En outre, depuis plusieurs années, des exigences nouvelles se font jour à l’égard des entreprises, qui ont à rendre compte de leur responsabilité sociale ou écologique.  Certes, le projet de loi PACTE (plan d’action pour la croissance et la transformation des entreprises), qui devait, sur le fondement du rapport Notat-Sénard[10], encourager les entreprises à une gouvernance plus ouverte aux « parties prenantes » (salariés, clients, associations…) est plutôt décevant :  même s’il modifie symboliquement la définition des « sociétés » figurant à l’article 1833 du Code civil, il s’est recentré au final sur des ambitions plus plates, augmentation de taille, atténuation des seuils sociaux et facilités données aux investissements,. Mais, au-delà des obligations de RSE existantes[11], le débat s’est ouvert : qu’est-ce que les entreprises doivent à la société ? En termes de qualité de l’emploi ? De respect de l’environnement ? De probité ? D’écoute de leurs salariés et de leurs clients ? Ces exigences vont s’amplifier et le dialogue social y prendra sa place.

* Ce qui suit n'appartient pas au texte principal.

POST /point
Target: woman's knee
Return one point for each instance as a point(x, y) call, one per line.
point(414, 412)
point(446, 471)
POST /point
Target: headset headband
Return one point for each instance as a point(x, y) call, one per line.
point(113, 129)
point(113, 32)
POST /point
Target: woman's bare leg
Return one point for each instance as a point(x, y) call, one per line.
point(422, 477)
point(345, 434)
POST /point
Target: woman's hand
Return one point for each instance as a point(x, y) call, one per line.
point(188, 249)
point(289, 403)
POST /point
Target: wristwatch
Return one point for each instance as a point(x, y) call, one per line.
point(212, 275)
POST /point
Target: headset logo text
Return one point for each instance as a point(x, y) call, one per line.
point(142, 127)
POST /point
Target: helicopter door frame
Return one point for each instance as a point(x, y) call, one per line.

Lions ces thèmes au programme de la CFDT, désormais premier syndicat de France, sur la qualité de la vie en entreprise, sur le droit d’expression des salariés, sur le sens du travail tel qu’il ressort d’une enquête réalisée par ce syndicat auprès de la population[12]. La CFDT revendique aussi un partage du pouvoir dans l’entreprise, en donnant aux représentants des salariés une place plus grande dans les conseils d’administration. Le dialogue social est appelé à l’avenir à ne plus seulement réclamer des avantages financiers mais aussi des droits, droit au partage du pouvoir et droit à l’expression : ce sera sa chance et sa nécessité, à l’inverse de la violence brutale qui peut s’exercer dans nos rues.

Pergama

 

 

 

 

 

 

 

 

[1] Dares, la syndicalisation en France, mai 2016 (mesure sur 2013)

[2] TNS Sofres, « L’image des syndicats auprès des Français », janvier 2016.

[3]La double fracture du dialogue social, Luc Rouban, 2018, site CEVIPOF, commentaire des résultats du baromètre,  https://www.sciencespo.fr/cevipof/sites/sciencespo.fr.cevipof/files/Dialogue_social_Luc_Rouban_note1.pdf

[4] Les relations professionnelles en 2017 : un panorama contrasté du dialogue social dans les établissements ? DARES, avril 2018

[5] Le dialogue social, nouveaux enjeux, nouveaux défis, Jacques Freyssinet, Bureau international du travail, novembre 2017

[6] L’institution d’accords dérogatoires à la loi date de 2004 mais surtout de l’ANI de 2013. Les ordonnances de 2017 ont renforcé le mouvement.

[7] Notamment M. Ferracci et F. Guyot, Dialogue social et performance économique, Presses de science-Po, 2015

[8] Voir dans la lettre Trésor-Eco, Trente ans de modernisation du dialogue social en France, janvier 2016, le classement du Word economic forum sur la perception de la qualité des relations entre employeurs et employés : la France est 116e sur 140

[9] Evaluation des ordonnances relatives au dialogue social et au droit du travail, France stratégie, décembre 2018

[10] L’entreprise, objet d’intérêt collectif, rapport aux ministres de la Transition écologique et solidaire, de la Justice, de l’Economie et des finances et du Travail, des N. Notat, J-D Sénard, mars 2018

[11] Loi du 15 mai 2001 relative aux « Nouvelles régulations économiques » (obligations de « reporting » des entreprises cotées sur les conséquences environnementales et sociales de leur activité) ; ordonnance du 19 juillet 2017 relative à la publication d’informations non financières par certaines grandes entreprises et certains groupes d’entreprises ; loi du 9 décembre 2016 relative à la transparence, à la lutte contre la corruption et à la modernisation de la vie économique qui oblige à un dispositif de prévention de la corruption ;  loi du 27 mars 2017 qui oblige les sociétés mères et donneuses d’ordre à un devoir de vigilance à l’égard de leurs filiales et sous-traitants pour maitriser les risques liés aux droits des personnes, à la santé, à l’environnement.